Fuller Monterey, for the devil of it, had removed the wedges under the silo and set fire to one of the ropes securing it. But the sheriff made no arrest. Before nightfall, Fuller came down with diphtheria, like his brother; and people never care to speak ill of the ill.
So they turned their wrath instead on Chad Powers, whose plans to move the silo had gone so catastrophically wrong. He was instantly fired from the umbrella factory, and one of his prairie sailboats was found the next morning burned down to its axles.
Hulbert Sissney might have leaped to Chad’s defense—he hated to see blame put on a man like a saddle, “because there’s no other horse to hand.” But, as Cissy found, to her frantic grief, Hulbert was lying in the back room of the barber’s shop, both legs broken and his head thickly swathed in bandages.
Fuller’s diphtheria sealed the fate of the school, which did not open its doors the next morning. Any child with relations elsewhere was packed off on the train until the epidemic was over.

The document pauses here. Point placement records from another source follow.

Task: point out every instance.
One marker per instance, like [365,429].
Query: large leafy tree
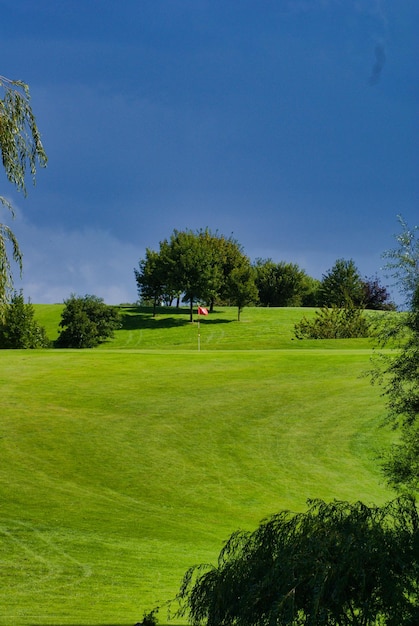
[376,296]
[21,150]
[19,328]
[86,322]
[336,564]
[240,287]
[201,265]
[154,277]
[342,284]
[281,284]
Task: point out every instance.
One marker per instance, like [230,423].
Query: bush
[337,563]
[334,323]
[86,322]
[19,329]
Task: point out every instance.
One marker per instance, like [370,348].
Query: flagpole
[199,333]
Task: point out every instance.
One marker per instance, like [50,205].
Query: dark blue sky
[292,124]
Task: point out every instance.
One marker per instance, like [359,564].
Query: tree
[86,322]
[376,297]
[195,268]
[154,276]
[335,564]
[334,322]
[341,285]
[240,287]
[281,284]
[21,148]
[398,371]
[18,328]
[403,261]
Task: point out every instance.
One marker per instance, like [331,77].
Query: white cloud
[57,263]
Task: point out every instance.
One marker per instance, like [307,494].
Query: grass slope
[119,468]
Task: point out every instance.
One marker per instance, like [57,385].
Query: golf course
[122,466]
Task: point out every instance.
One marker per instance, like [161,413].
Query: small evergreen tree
[86,322]
[18,328]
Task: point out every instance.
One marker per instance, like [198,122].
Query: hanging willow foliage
[21,149]
[337,564]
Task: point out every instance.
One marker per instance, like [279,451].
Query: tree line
[209,268]
[339,562]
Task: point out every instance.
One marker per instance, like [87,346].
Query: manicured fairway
[119,468]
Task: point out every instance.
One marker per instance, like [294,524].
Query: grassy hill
[122,466]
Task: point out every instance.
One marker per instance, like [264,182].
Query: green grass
[120,467]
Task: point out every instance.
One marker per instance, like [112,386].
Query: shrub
[19,329]
[334,323]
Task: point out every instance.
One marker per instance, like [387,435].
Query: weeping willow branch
[21,150]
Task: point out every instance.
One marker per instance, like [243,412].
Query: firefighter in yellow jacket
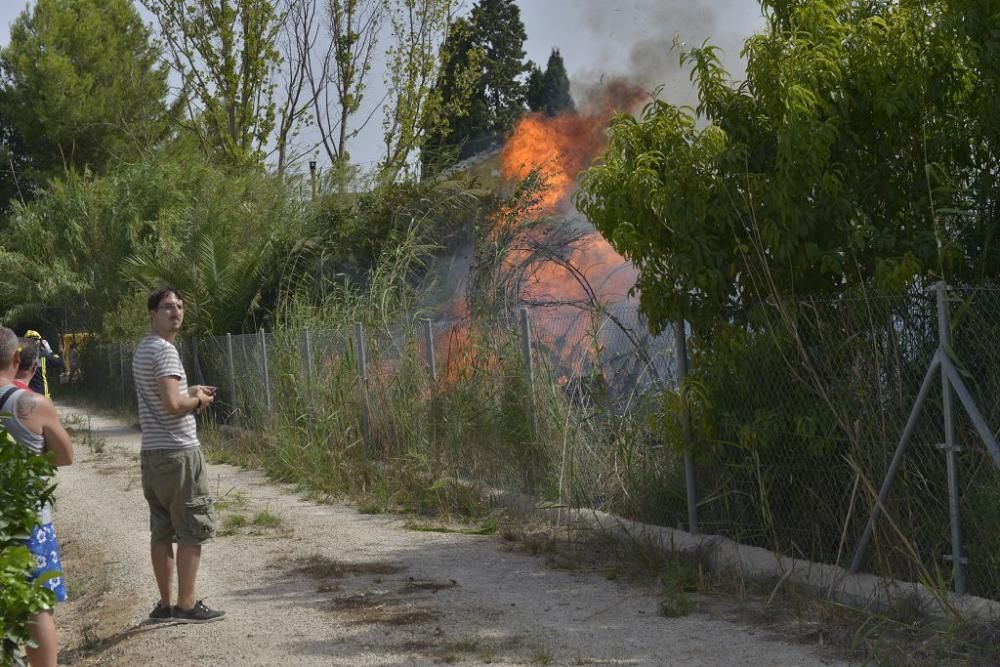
[47,360]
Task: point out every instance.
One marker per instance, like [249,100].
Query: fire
[560,148]
[591,272]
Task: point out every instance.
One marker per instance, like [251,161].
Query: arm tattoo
[26,404]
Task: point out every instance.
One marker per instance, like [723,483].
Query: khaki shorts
[175,483]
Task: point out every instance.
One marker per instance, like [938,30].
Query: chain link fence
[792,418]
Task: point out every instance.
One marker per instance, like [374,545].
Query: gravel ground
[329,586]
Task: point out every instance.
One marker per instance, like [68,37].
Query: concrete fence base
[864,591]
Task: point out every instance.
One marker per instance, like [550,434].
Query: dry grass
[322,567]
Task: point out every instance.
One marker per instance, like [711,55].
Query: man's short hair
[153,302]
[8,346]
[29,354]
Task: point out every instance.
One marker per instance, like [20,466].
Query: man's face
[169,315]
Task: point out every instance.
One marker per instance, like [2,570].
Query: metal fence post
[680,347]
[431,363]
[121,377]
[950,447]
[267,379]
[307,351]
[432,366]
[231,369]
[199,375]
[359,332]
[530,370]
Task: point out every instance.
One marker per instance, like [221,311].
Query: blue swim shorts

Hildy Sissney knew that God would be sending five more plagues along any minute for sure, and sat watching for them to arrive, like a child on Christmas Eve waiting for Santa. They asked her where Cissy should be sent—to what relation or trustworthy friend—but Hildy’s only trustworthy friend, at that moment, was Jesus, and she did not have a sound postal address for Him.
“I could always go to Salvation,” said Cissy, thinking aloud. To Hildy, Salvation sounded next door to Jesus.
“Yea, Lord! She shall! She shall go to Salvation!” she cried and, considering the matter settled, put Cissy quite out of mind.
The neighbors, though, were not happy about it. They were less willing than her mother to put a lone, vulnerable child onto a train bound for a rumor of a place on the Missouri River.